Friday, January 2, 2015

William Blake

This post is not really about William Blake.  But, in a way it is.  This morning while eating breakfast I began to read some of his poems from Songs of Innocence (I have a free copy on iBooks on my iPhone). His poems worked about the same as mine - that is, I am rarely entirely satisfied with any one of my poems.  I have written hundreds over the past five years, but I would guess that maybe 10 or 20 satisfy me completely.  So, that a recognized classic poet is about the same relieved me.  But, I digress.  I have assiduously avoided reading the poetry of others since I began writing the same.  I have a weak will, and knew or believed, that if I read poetry I would copy the style of each poet as I wrote. With Blake, and other older poets, I decided to take a chance, thinking that their style would be so old and formal that I wouldn't have to worry.  My chief influences from High School days of studying poetry were Leonard Cohen and Catullus - so I avoid these!  But dreary, stilted Victorian poetry carries no such worries for me. 

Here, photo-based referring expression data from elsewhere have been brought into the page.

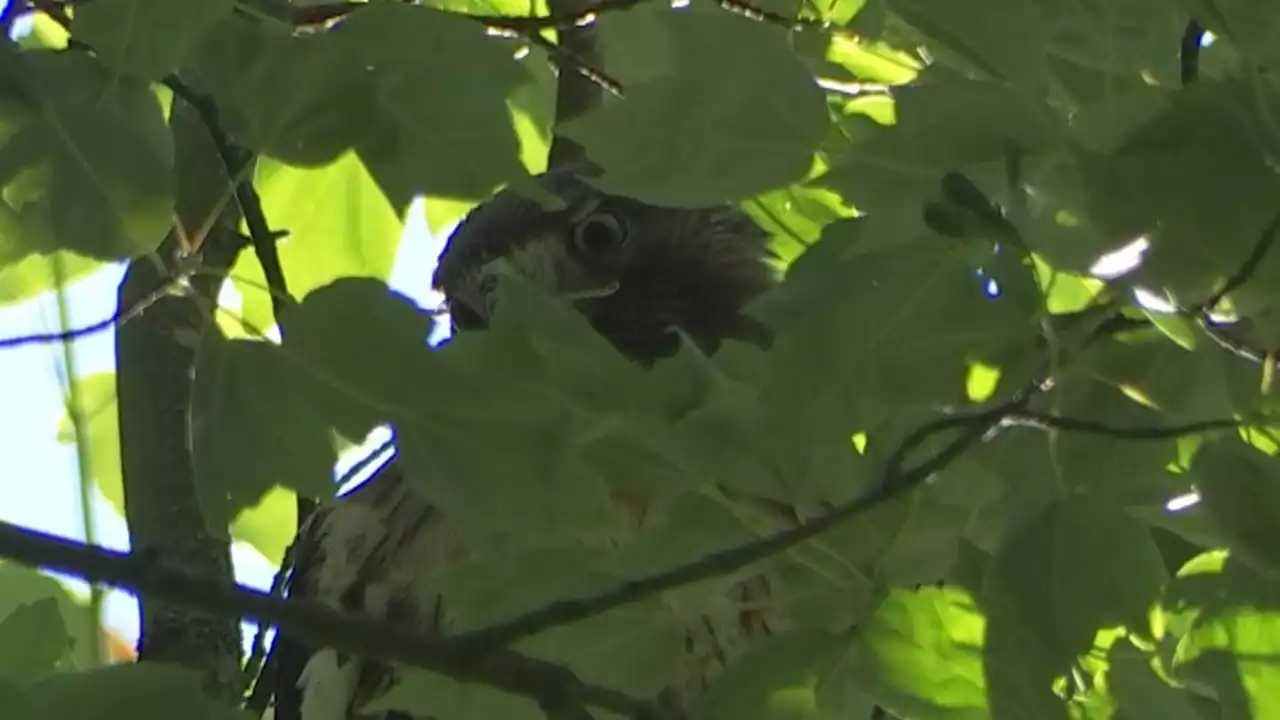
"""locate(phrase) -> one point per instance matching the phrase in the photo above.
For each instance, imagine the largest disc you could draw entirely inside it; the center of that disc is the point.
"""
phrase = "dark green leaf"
(339, 224)
(737, 115)
(22, 586)
(146, 39)
(302, 99)
(268, 527)
(252, 429)
(151, 691)
(1141, 692)
(33, 639)
(777, 678)
(1240, 491)
(87, 162)
(1078, 566)
(920, 655)
(356, 351)
(883, 327)
(1002, 40)
(33, 274)
(439, 91)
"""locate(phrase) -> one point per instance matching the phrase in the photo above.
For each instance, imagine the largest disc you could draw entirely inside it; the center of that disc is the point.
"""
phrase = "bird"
(644, 277)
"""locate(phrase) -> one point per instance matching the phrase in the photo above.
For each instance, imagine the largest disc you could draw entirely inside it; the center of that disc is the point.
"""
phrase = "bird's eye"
(599, 233)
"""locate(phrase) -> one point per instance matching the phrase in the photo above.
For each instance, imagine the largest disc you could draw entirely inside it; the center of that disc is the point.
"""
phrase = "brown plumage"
(638, 272)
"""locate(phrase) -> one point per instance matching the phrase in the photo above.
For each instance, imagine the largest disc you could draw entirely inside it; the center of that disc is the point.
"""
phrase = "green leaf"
(1240, 490)
(1077, 568)
(252, 429)
(737, 115)
(300, 99)
(103, 424)
(423, 693)
(539, 411)
(1001, 40)
(87, 160)
(21, 586)
(777, 678)
(356, 352)
(883, 329)
(33, 274)
(944, 126)
(1226, 630)
(1249, 27)
(33, 639)
(1150, 182)
(147, 39)
(339, 224)
(266, 525)
(150, 691)
(1141, 692)
(920, 655)
(440, 122)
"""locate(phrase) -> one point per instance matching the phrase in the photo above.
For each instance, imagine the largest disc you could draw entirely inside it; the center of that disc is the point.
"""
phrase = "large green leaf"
(1077, 568)
(35, 274)
(23, 587)
(86, 163)
(302, 99)
(876, 331)
(339, 224)
(780, 678)
(150, 691)
(268, 525)
(146, 39)
(1240, 491)
(33, 639)
(739, 114)
(252, 429)
(439, 92)
(920, 655)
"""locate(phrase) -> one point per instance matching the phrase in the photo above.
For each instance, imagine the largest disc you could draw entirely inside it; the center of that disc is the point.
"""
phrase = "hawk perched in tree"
(638, 272)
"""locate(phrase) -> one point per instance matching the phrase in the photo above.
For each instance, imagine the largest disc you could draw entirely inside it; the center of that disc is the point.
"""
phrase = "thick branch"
(506, 670)
(155, 355)
(894, 484)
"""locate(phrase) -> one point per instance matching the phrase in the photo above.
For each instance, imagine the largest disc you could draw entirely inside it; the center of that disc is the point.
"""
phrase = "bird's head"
(635, 270)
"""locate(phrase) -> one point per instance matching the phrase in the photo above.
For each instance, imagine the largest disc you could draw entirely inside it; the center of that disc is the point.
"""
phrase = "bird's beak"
(542, 261)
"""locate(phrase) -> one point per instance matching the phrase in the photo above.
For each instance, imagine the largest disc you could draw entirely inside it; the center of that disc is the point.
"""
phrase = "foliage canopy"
(941, 178)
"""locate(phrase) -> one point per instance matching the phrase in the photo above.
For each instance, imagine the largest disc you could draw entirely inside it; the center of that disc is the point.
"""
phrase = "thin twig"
(236, 160)
(1189, 51)
(1050, 422)
(1247, 269)
(892, 486)
(502, 669)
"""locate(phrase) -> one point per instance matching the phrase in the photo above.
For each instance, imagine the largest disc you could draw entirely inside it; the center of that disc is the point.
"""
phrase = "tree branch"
(1189, 50)
(155, 356)
(1048, 422)
(894, 484)
(504, 670)
(576, 91)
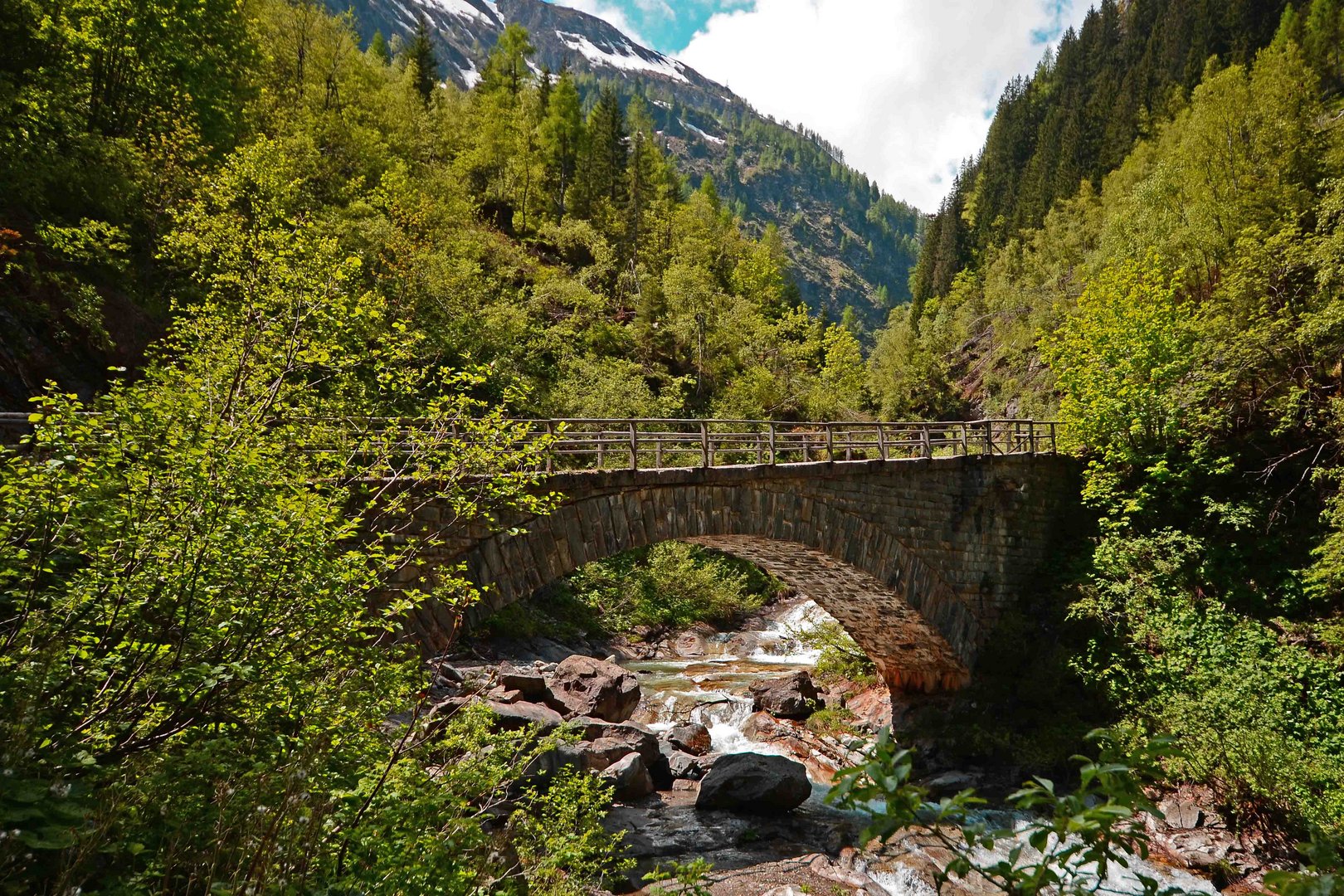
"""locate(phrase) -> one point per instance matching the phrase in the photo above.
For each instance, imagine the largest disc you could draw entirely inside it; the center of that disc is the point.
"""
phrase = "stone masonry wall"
(916, 558)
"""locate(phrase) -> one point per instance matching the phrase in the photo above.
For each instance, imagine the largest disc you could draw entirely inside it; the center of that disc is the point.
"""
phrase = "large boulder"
(513, 716)
(691, 738)
(791, 698)
(587, 687)
(526, 681)
(631, 778)
(753, 782)
(684, 766)
(617, 739)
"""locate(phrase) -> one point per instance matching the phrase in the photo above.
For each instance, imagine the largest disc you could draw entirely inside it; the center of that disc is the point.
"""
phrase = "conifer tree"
(420, 54)
(562, 139)
(507, 65)
(608, 152)
(378, 46)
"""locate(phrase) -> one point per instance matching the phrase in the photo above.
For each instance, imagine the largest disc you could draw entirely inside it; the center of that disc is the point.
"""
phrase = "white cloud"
(905, 88)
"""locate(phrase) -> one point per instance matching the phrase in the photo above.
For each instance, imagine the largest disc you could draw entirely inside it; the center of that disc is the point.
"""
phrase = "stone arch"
(895, 605)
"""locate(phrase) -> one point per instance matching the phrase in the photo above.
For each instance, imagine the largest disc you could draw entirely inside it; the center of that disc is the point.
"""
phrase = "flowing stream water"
(711, 688)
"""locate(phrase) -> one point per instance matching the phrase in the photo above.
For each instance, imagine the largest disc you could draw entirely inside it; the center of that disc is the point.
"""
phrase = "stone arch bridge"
(916, 543)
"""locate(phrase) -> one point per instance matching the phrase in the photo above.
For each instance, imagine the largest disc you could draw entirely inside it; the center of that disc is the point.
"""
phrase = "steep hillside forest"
(514, 227)
(850, 245)
(318, 234)
(1151, 246)
(236, 238)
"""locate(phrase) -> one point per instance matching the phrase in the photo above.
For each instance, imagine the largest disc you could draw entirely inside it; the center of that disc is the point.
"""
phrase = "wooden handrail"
(686, 442)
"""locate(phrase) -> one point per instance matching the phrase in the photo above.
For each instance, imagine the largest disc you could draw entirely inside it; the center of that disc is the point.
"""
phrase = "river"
(711, 688)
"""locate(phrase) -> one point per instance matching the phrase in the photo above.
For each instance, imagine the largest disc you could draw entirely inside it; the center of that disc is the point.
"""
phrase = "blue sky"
(903, 88)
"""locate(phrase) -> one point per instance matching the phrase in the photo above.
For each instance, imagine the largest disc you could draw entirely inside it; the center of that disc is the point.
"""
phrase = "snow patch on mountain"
(470, 74)
(628, 60)
(704, 134)
(479, 11)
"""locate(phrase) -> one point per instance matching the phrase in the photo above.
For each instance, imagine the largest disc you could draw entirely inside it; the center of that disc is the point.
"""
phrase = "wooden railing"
(652, 444)
(660, 444)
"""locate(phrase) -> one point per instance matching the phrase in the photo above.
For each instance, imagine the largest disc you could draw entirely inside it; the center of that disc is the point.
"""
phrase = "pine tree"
(420, 54)
(378, 46)
(505, 69)
(562, 139)
(608, 149)
(1322, 32)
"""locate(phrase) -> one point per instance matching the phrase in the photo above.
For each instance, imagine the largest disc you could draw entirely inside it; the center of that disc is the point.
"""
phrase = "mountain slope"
(851, 245)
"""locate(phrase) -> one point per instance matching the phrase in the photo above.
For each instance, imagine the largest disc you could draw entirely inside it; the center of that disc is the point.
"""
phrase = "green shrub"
(835, 722)
(840, 657)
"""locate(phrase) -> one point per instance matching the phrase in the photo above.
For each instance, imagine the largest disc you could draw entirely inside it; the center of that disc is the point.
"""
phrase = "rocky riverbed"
(704, 738)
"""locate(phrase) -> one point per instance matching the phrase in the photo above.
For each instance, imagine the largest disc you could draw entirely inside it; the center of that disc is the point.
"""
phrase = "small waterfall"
(780, 642)
(726, 720)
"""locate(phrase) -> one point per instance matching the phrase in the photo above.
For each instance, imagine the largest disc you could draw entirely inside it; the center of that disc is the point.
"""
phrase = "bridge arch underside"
(917, 631)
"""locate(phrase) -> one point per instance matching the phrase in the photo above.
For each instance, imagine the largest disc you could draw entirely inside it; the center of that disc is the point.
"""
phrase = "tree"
(505, 67)
(562, 139)
(420, 56)
(608, 149)
(378, 46)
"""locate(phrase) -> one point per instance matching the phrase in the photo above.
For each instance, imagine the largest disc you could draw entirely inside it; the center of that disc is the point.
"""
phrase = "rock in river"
(754, 782)
(791, 698)
(691, 738)
(587, 687)
(631, 777)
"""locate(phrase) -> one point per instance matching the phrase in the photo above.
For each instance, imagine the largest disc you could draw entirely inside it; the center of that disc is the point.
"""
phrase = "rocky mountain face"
(852, 246)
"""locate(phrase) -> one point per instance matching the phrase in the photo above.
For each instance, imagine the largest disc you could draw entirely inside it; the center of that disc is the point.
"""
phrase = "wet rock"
(526, 681)
(949, 783)
(513, 716)
(683, 765)
(871, 709)
(621, 737)
(1185, 813)
(754, 782)
(691, 738)
(743, 644)
(449, 674)
(543, 768)
(602, 754)
(446, 707)
(587, 687)
(791, 698)
(631, 778)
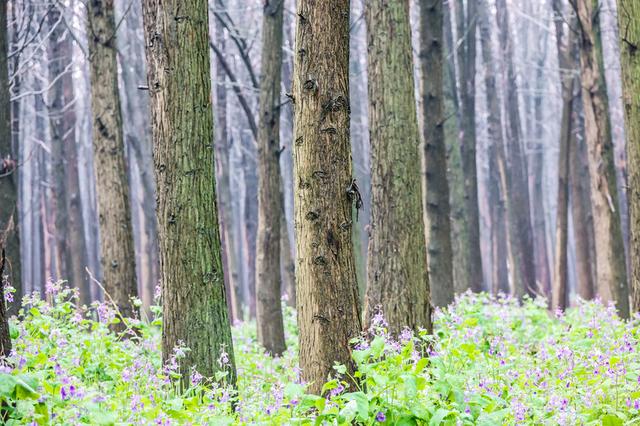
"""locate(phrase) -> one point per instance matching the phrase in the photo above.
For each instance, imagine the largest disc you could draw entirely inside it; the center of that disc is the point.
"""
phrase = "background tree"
(438, 223)
(327, 298)
(193, 294)
(610, 263)
(629, 18)
(117, 252)
(268, 280)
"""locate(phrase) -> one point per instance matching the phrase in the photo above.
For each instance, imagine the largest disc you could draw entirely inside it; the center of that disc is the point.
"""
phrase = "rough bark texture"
(438, 223)
(521, 233)
(193, 293)
(466, 52)
(610, 262)
(268, 277)
(117, 254)
(629, 17)
(398, 276)
(8, 167)
(69, 223)
(328, 306)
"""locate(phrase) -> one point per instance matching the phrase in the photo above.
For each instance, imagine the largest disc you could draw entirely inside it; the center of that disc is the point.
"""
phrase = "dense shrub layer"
(490, 362)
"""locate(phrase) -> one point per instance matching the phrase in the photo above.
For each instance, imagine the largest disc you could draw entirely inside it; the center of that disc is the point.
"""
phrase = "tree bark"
(629, 18)
(466, 53)
(398, 275)
(438, 211)
(521, 232)
(9, 238)
(610, 262)
(268, 277)
(117, 254)
(328, 306)
(194, 301)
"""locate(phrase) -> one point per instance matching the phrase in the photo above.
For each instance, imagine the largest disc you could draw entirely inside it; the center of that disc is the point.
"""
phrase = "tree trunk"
(398, 275)
(69, 222)
(328, 306)
(117, 254)
(518, 199)
(193, 293)
(629, 16)
(438, 223)
(268, 278)
(466, 53)
(610, 262)
(8, 167)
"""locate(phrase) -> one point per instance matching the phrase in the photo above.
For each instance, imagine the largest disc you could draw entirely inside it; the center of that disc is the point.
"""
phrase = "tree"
(629, 17)
(193, 294)
(270, 209)
(117, 254)
(438, 223)
(610, 262)
(398, 278)
(8, 166)
(466, 54)
(327, 297)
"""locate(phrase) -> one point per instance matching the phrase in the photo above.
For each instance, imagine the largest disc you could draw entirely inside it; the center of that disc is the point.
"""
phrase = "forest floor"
(490, 362)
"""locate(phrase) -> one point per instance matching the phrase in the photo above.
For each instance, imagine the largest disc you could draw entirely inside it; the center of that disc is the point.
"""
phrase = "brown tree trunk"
(193, 294)
(518, 199)
(610, 262)
(438, 223)
(268, 278)
(466, 53)
(117, 254)
(629, 16)
(398, 277)
(69, 223)
(9, 239)
(328, 306)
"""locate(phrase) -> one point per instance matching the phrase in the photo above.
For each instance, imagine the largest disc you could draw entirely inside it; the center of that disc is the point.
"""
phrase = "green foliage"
(490, 362)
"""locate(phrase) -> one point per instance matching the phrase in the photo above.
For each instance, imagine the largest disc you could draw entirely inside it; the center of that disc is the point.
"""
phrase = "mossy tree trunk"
(117, 254)
(398, 277)
(193, 293)
(8, 166)
(438, 211)
(327, 297)
(610, 262)
(629, 16)
(268, 277)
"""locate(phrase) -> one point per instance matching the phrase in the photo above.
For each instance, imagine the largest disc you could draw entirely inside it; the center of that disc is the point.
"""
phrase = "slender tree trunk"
(194, 301)
(117, 254)
(466, 53)
(69, 228)
(629, 17)
(610, 261)
(9, 239)
(438, 223)
(520, 216)
(398, 275)
(268, 278)
(328, 306)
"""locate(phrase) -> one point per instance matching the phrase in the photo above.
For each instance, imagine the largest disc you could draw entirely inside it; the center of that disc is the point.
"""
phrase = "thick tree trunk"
(117, 254)
(398, 275)
(268, 278)
(8, 167)
(610, 262)
(69, 223)
(521, 232)
(466, 53)
(194, 302)
(438, 223)
(629, 16)
(328, 306)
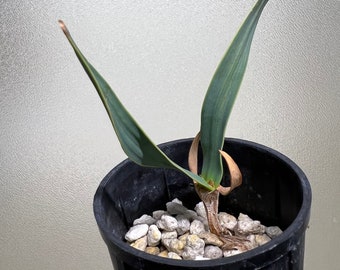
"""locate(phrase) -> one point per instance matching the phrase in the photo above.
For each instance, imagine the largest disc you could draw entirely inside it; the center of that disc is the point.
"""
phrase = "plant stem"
(210, 200)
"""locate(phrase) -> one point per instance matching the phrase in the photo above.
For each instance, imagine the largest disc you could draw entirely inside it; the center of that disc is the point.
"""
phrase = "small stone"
(152, 250)
(167, 223)
(201, 258)
(183, 237)
(251, 243)
(200, 210)
(174, 245)
(164, 254)
(169, 235)
(196, 227)
(194, 247)
(244, 217)
(211, 239)
(175, 207)
(183, 224)
(140, 243)
(273, 231)
(154, 236)
(213, 252)
(232, 252)
(145, 219)
(227, 221)
(261, 239)
(246, 227)
(158, 214)
(136, 232)
(173, 255)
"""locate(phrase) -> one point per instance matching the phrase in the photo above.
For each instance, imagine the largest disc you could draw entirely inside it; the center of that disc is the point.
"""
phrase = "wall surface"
(56, 142)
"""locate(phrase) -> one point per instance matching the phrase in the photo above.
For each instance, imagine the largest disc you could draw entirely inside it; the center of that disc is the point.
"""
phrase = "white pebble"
(167, 223)
(196, 227)
(154, 236)
(183, 224)
(136, 232)
(145, 219)
(213, 252)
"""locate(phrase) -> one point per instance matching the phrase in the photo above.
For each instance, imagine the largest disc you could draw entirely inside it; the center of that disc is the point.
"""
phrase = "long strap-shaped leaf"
(222, 93)
(135, 143)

I read a few, then decided to look at the Wikipedia article on Blake to get an idea of the man.  I found him to be someone who burst the boundaries of convention in his time - the late 18th and early 19th centuries. He was a romantic - which I admire.  He was not a producer of standard dreary, stilted Victorian poetry. 

But, and this is the point of my post here, I realized from learning about his character that I had gone off track with my long prose-poem The Man who fell from the Sky. Yesterday, I published part of it here on this blog, after having rewritten sections and added other parts over the past week or so.  I have lost my way in it.  This work was to be a work of pure inspiration, avoiding - no not avoiding as the word 'avoid' implies deliberation.  The Man who fell from the Sky is to be a work where the voices shouting in my head pop onto the screen without any attention paid to conventions of writing, either prose or poetry.  Instead, over the past week, I have tried to shape it into a narrative, with only a few nods towards the madness I want to see there.  I am writing now a side story, as an experiment - a strictly text based, narrative bit of erotic romance.  An experiment because I didn't think I could write a strict beginning, middle, end narrative tale. I am enjoying the experiment.  But I find it has infected Sky Man.

So back to the drawing board for The Man who fell from the Sky. If someone like William Blake can spend his adult life in near penury because he refused to follow the conventions of his time in  his art, then surely a minor figure such as myself can also in this age.